The new summit will be "decisive", Italian PM Matteo Renzi has said after the Tuesday talks.

By then the Eurozone will wait for Greece to submit new proposals on how to tackle its debt crisis through reforms and get another (or two more) bailout package in return.

Greece must submit "Thursday at the latest" a comprehensive reform proposal also focusing on long-term needs, German Chancellor Angela Merkel said for her part after the summit.

Tuesday's discussion was very "clear", she underlined.

Merkel also confirmed that a "multi-year" bailout program will be officially requested by Athens. She also asserted Tsipas had "promised" here to send a detailed proposal in just days.

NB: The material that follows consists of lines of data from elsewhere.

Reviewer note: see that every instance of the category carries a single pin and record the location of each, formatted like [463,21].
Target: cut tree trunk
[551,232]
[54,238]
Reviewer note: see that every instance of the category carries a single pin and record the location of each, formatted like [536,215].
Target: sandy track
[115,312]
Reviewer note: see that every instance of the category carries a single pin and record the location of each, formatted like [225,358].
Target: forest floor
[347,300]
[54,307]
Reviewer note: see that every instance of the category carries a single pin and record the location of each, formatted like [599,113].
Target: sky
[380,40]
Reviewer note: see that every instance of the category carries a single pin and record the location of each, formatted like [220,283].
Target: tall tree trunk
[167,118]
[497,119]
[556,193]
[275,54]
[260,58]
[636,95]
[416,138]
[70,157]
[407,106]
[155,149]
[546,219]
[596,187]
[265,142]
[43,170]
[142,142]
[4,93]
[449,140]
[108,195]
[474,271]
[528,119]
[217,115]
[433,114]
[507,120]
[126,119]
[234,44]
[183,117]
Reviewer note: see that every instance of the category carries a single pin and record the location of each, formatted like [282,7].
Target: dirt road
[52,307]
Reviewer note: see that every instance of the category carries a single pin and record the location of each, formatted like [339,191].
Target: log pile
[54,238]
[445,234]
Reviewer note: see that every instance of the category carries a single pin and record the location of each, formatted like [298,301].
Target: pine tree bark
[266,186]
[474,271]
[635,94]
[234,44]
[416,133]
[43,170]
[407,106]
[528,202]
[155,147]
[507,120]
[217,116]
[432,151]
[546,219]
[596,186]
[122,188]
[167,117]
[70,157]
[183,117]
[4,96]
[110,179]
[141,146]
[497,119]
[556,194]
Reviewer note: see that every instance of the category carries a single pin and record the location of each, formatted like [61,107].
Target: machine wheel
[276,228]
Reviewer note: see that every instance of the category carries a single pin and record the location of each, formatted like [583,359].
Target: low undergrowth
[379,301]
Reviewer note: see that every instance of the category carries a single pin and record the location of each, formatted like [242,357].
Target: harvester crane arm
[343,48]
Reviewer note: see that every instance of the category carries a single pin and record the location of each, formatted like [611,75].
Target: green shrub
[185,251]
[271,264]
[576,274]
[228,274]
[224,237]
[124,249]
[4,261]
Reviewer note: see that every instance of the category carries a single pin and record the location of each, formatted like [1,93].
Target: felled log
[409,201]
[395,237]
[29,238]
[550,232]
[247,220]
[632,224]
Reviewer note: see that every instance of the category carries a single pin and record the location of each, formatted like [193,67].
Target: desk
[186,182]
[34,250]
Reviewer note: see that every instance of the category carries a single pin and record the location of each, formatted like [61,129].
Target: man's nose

In her words, it is the importance of the situation that requires of all 28 EU member states, and not just Eurozone members, to be there. (This is something EU Commission President Jean-Claude Juncker also repeated in his press conference, adding it was "unfair" to exclude countries like Bulgaria in Romania, which are also affected by developments in Greece, from the decisions.")

"A [debt] haircut is out of the question," she made clear. "This is a bailout."

Juncker himself said he was personally "against Grexit" and was "strongly in favor of keeping Greece in the euro area", but Grexit could not be ruled out as an option.